Mojokerto (transversalmedia) – Pemerintah Kota Mojokerto melalui Dinkes P2KB Kota Mojokerto terus melakukan kajian analisa dengan menerapkan grafik kasus balita stunting yang eksistensinya terbukti menurun. Dari survei terbaru tahun 2022, prevalensi balita stunted Kota Mojokerto tipis sebesar 5,95 persen.
Wali Kota Mojokerto, Ika Puspitasari mengatakan hasil Audit Kasus Stunting Kota Mojokerto, “Angkanya turun sebesar 1 persen jika dibandingkan SSGI tahun 2021 lalu sebesar 6,9 persen”, katanya. di Sabha Mandala Madya, Kantor Pemkot Mojokerto. Senin pagi (29/8/2022).
Wali Kota perempuan pertama ini menjelaskan meskipun prevalensi stunting Kota Mojokerto terendah se-Jawa Timur dan nomor dua nasional tidak menjadikan jumawa. Targetnya terus berupaya untuk mewujudkan Kota Mojokerto zero stunting.

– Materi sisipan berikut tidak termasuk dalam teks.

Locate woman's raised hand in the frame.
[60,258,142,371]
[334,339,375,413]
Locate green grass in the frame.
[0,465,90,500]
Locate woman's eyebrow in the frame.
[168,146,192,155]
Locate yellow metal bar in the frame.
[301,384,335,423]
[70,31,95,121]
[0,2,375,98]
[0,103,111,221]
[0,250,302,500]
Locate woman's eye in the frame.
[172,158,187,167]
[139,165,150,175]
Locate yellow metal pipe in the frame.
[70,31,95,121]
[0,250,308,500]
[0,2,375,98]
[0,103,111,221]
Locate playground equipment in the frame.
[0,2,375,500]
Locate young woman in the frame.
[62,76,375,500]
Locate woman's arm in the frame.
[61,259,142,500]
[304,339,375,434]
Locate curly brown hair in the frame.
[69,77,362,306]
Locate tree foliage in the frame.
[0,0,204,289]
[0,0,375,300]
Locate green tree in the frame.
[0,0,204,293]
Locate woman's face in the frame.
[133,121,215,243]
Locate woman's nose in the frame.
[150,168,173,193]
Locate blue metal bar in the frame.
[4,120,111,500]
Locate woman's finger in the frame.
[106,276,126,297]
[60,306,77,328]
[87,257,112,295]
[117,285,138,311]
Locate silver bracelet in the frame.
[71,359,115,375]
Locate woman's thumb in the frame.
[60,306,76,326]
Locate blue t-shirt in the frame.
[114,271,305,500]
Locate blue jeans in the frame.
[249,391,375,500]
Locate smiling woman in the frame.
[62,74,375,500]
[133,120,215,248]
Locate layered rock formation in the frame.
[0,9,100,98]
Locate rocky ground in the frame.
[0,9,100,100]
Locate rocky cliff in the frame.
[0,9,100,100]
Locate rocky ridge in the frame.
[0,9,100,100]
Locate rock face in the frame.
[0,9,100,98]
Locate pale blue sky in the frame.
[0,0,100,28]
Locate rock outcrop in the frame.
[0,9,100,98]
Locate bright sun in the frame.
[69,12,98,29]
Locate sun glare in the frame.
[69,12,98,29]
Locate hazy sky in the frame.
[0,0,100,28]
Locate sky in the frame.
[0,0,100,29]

“Kota mungil dengan jumlah penduduk yang tidak terlalu banyak harus bisa jadi barometer tata kelola pemerintahan dan pelayanan publik terbaik se Indonesia. Karena ngopeninya tidak terlalu sulit. Sehingga bukan hal yang muluk-muluk untuk mewujudkan cita-cita zero stunting”, jelasnya.
Ning Ita mengatakan tempat dan kondisi yang diuntungkan Kota Mojokerto juga diuntungkan dengan sinergitas dan kontribusi besar seluruh elemen masyarakat dengan punya komitmen dan andil besar dalam mensukseskan capaian tersebut.
“Data ePPGBM atau penimbangan yang dilakukan setiap bulan oleh Puskesmas dan dilaporkan ke Kemenkes pada Februari 2022 kemarin sudah di angka 5,95 persen, harapan kita saat survei nasional SSGI bulan September nanti, prosentasenya harus bisa dibawah itu. Sehingga progresnya jelas dan terukur”, katanya.
Ning Ita meminta leading sector Dinkes P2KB Kota Mojokerto, mampu melakukan pemetaan kondisi kasus stunting per kelurahan untuk menentukan intervensi yang tepat.
“Harus bisa mapping secara detil per kasus stunting. Penyebabnya apa dan solusinya apa. Jika karena keluarganya miskin (gakin), maka solusi di fokuskan dengan pemberian bantuan dari Pemkot melalui Dinsos P3A. Jika karena pola asuh, maka Dinkes sinergi dengan TP PKK melakukan pendampingan dan jika karena pernikahan dini maka perlu sinergi dengan Kemenag, kita hadirkan untuk intervensi kasus tersebut”, tegasnya.
Sementara itu, Kepala Dinkes P2KB Kota Mojokerto, dr Triastutik Sri Prastini mengatakan bahwa sebagian besar kasus stunting Kota Mojokerto berasal dari keluarga miskin. Itu berdasar data identifikasi yang terkumpul dari seluruh Puskesmas.
“Jika ditarik kebelakang lagi, sebanyak 24 persen dari ibu dengan balita stunting, mereka hamil dengan resiko tinggi yang menikah pada usia dini. Dan 14 hingga 19 persennya, lahir dengan berat badan rendah yang berisiko stunting”, jelasnya.
Dokter spesialis anak ini, menuturkan pencanangan zero stunting oleh Wali Kota Mojokerto, diharapkan tidak ada temuan kasus baru lagi. Sehingga butuh upaya sinergitas dari seluruh lintas sektor untuk mewujudkan tersebut.
“Agenda kali ini yang melibatkan seluruh tim audit kasus stunting kita arahkan menuju kesana. Maksud dan tujuannya untuk mengidentifikasi faktor resikonya apa dan melakukan analisa pencegahan serta perbaikannya”, pungkasnya.